Na terça-feira, além de Dolgopolov e Klizan, também abandonaram por lesão Kyrgios (1h05min), Troicki (17 min), Istomin (2h12min), Potatova (1h06min), Feliciano (2h15min) e Tipsarevic (15 min). Também caiu o jovem Bernard Tomic, mas este não sofreu nenhum problema de ordem física. Simplesmente, não estava bem. “Estava irritado, não é a primeira vez que isso acontece comigo”, admitiu, abertamente. “Todos nós trabalhamos por dinheiro. Quando eu tiver 34 anos de idade, tanto faz fazer ou não caridade. Se Roger o faz, eu também farei. Se você disser para o Federer devolver 500 milhões, ele faria isso ou não?”, disse o australiano, dando um péssimo exemplo.

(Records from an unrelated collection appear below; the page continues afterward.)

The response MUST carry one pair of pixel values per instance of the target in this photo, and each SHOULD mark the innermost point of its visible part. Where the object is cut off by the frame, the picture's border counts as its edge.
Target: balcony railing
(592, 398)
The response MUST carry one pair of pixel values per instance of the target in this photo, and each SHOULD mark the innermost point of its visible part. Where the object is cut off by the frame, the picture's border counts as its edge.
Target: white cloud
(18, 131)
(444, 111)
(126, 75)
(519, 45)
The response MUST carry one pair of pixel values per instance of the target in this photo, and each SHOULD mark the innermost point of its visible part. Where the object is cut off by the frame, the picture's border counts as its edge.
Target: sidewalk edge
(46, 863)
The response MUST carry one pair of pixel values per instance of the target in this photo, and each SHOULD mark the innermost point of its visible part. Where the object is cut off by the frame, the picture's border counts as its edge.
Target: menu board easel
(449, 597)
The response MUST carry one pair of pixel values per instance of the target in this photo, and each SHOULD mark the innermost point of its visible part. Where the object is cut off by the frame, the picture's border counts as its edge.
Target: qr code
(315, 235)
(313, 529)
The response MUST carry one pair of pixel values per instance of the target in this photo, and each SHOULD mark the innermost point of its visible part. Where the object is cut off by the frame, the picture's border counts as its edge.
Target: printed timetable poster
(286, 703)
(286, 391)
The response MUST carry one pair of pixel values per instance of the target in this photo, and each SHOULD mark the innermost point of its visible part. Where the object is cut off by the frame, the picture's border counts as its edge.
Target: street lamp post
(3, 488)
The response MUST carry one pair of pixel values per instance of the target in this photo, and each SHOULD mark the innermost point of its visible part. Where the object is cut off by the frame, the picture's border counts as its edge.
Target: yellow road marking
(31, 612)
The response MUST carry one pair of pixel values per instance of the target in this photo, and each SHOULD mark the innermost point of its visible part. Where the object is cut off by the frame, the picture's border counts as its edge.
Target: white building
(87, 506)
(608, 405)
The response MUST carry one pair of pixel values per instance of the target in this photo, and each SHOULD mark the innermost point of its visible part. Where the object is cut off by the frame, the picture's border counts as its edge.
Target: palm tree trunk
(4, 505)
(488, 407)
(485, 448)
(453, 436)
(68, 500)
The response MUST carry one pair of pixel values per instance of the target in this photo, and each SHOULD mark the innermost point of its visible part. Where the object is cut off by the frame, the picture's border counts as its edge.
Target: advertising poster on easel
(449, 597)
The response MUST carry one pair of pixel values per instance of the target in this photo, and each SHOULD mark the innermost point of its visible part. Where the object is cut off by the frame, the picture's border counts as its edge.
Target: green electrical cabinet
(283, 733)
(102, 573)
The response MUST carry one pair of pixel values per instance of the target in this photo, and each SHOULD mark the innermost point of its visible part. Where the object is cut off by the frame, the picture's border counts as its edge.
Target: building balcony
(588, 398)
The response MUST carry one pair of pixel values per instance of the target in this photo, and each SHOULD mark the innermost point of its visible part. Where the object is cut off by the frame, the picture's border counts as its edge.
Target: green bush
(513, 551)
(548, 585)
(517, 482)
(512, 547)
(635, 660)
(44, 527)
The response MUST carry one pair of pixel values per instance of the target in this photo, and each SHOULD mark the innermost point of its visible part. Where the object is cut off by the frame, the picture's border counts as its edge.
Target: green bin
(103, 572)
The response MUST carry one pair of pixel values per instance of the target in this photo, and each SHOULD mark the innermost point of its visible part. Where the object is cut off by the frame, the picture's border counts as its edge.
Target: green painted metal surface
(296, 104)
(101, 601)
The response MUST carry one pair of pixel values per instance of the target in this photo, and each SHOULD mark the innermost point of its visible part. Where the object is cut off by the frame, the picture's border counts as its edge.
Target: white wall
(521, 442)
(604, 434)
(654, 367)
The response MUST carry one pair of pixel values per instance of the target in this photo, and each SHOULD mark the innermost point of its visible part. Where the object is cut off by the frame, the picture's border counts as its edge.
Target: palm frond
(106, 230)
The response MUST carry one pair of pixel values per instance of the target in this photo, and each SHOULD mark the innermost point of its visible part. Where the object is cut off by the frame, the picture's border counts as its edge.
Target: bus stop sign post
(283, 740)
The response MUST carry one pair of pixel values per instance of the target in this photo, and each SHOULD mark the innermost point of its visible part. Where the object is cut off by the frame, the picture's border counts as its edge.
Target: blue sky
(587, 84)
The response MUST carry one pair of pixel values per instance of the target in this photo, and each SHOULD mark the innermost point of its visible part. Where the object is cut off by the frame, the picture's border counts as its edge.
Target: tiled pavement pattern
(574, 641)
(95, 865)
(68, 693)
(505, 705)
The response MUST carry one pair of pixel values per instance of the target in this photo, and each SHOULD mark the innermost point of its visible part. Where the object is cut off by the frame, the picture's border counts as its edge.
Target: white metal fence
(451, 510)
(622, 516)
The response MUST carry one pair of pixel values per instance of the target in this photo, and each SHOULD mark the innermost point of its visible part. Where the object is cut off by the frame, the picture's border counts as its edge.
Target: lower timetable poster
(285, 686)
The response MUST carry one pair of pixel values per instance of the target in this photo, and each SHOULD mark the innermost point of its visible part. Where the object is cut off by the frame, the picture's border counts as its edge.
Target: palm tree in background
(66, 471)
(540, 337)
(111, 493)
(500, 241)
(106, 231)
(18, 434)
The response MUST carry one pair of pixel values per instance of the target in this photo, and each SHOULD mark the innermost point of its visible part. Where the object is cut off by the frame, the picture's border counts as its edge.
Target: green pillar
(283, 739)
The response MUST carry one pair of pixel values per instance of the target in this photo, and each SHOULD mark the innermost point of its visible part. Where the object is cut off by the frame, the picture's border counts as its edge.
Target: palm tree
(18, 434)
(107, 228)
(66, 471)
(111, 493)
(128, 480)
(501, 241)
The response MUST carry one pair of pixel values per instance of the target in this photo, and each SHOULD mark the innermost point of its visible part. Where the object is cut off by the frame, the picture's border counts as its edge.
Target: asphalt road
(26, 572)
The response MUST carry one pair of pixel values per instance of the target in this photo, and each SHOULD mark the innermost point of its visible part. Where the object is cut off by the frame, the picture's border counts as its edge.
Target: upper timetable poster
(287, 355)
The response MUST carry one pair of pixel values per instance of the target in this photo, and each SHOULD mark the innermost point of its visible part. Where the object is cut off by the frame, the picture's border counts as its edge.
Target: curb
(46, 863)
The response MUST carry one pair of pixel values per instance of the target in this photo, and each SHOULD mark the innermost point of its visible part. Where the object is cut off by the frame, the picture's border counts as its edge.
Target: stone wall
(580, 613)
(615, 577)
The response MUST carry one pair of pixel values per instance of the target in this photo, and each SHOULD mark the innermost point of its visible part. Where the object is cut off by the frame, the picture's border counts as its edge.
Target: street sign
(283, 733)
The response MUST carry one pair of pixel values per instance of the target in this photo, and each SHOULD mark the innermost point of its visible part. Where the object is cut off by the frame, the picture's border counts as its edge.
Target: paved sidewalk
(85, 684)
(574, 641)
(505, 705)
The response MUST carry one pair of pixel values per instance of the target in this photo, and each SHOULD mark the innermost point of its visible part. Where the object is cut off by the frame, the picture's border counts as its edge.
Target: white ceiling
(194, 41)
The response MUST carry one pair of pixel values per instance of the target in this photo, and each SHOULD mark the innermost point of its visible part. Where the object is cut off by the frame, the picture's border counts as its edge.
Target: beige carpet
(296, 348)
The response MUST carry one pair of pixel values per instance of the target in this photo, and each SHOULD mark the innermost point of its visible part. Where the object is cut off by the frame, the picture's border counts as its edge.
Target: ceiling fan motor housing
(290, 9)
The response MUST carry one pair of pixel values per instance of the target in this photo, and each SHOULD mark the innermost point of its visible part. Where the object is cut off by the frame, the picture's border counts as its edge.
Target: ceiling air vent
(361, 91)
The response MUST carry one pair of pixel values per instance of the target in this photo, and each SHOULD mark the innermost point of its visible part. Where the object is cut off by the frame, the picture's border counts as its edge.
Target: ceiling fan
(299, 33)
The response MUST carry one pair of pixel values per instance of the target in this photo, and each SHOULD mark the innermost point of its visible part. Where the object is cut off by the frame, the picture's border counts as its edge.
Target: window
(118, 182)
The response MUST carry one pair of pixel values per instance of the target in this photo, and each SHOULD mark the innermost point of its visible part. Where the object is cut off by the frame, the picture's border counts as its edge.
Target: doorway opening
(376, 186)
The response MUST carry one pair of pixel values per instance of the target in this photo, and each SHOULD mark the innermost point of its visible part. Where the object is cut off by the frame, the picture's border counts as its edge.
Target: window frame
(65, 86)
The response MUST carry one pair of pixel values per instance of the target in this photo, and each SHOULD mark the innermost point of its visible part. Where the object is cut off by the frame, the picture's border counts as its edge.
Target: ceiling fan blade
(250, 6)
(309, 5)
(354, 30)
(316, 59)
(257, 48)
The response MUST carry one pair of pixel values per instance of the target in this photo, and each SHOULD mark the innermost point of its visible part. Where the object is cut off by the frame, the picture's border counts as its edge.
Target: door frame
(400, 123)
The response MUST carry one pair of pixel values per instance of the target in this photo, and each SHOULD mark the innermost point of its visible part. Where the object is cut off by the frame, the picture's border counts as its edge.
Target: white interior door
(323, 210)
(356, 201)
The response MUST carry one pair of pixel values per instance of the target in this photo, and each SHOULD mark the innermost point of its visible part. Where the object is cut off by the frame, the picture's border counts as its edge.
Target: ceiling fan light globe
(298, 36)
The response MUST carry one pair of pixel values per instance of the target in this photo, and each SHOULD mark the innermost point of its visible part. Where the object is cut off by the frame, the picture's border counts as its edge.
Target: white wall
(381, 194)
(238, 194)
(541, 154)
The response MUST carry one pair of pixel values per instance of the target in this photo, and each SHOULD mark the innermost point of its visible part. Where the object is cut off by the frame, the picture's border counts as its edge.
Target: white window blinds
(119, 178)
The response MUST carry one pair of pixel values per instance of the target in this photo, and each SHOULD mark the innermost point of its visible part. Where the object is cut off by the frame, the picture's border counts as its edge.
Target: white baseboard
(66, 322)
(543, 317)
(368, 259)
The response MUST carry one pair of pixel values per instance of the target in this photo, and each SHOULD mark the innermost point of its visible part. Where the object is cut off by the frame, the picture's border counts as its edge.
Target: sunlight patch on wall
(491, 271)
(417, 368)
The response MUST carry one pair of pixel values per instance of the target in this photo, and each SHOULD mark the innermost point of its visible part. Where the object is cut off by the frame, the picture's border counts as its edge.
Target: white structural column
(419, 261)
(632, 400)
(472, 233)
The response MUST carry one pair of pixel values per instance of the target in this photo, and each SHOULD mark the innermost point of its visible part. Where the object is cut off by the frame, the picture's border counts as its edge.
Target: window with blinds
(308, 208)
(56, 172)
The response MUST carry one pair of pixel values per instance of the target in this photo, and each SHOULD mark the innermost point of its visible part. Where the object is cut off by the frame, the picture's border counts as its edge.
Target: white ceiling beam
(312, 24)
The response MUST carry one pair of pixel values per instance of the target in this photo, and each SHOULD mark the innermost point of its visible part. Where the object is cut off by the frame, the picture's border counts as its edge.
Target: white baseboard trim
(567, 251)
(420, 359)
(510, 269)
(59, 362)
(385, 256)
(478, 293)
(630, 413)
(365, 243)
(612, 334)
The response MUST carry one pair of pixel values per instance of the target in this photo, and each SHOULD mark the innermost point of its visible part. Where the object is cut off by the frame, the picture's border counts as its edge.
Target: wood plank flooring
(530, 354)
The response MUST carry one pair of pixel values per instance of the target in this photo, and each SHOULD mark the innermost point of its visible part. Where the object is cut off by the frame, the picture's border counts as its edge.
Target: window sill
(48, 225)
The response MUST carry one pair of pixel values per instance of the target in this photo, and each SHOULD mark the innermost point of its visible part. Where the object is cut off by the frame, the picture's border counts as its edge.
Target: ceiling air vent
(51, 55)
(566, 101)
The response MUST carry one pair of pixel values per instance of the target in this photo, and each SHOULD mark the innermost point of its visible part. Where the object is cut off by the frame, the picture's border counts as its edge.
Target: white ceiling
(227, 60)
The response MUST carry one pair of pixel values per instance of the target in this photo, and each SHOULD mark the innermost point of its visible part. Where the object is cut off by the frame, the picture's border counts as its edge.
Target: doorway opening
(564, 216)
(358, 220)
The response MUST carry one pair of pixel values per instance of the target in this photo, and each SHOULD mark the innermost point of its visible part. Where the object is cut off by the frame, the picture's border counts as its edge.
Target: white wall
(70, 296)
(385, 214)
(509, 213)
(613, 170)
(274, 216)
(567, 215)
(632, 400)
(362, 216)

Tomic deixa a quadra após ser derrotado por Mischa Zverev. ampliar foto
Tomic deixa a quadra após ser derrotado por Mischa Zverev. AFP

O mesmo aconteceu com a croata Petra Martic (135ª do ranking da WTA), que em 2014 recebeu mais de 100.000 euros jogando apenas as primeiras rodadas dos Grand Slams. Seus resultados foram, no mínimo, suspeitos: 6-0 na Austrália, 5-0 e desistência em Roland Garros, 6-0 e 6-1 em Wimbledon e 6-4 e 6-3 em Nova York.

Definitivamente. Tênis, abandonos, negligência e prêmios. Jogar ou não jogar? Eis a questão, simples e complexa ao mesmo tempo. Embora para Federer, uma voz autorizada para tudo o que diga respeito nesse planeta das raquetes, ela já esteja muito clara.

NADAL: “FICA FEIO, MAS É UM COLCHÃO”

Nadal durante embate contra Young.
Nadal durante embate contra Young. Getty

Questionado sobre a polêmica, Rafael Nadal também se pronunciou depois de derrotar Donald Young e garantir a passagem à terceira rodada. “É preciso proteger o torneio, mas temos que ser realistas: para muitos jogadores, o prize money daqui é um colchão muito importante para o ano.”

“Todos os gastos de um tenista não costumam ser contabilizados” prosseguiu. “Entre o que o tenista ganha e o que fica com ele há bastante diferença, o valor é inferior. Entendo que façam isso, porque ganharam o direito de estar num Grand Slam, mas é feio que entrem em quadra se estiverem mal.”

E, na mesma linha que Federer e Djokovic, o espanhol aprovou a norma introduzida recentemente pela ATP: “Com a nova regra, quem está num torneio e tem um problema recebe o que lhe cabe, porque ganhou, e pode deixar sua vaga para um perdedor da classificação; assim, uns pegam esse colchão e cobrem os gastos, e os outros têm uma porta aberta no torneio".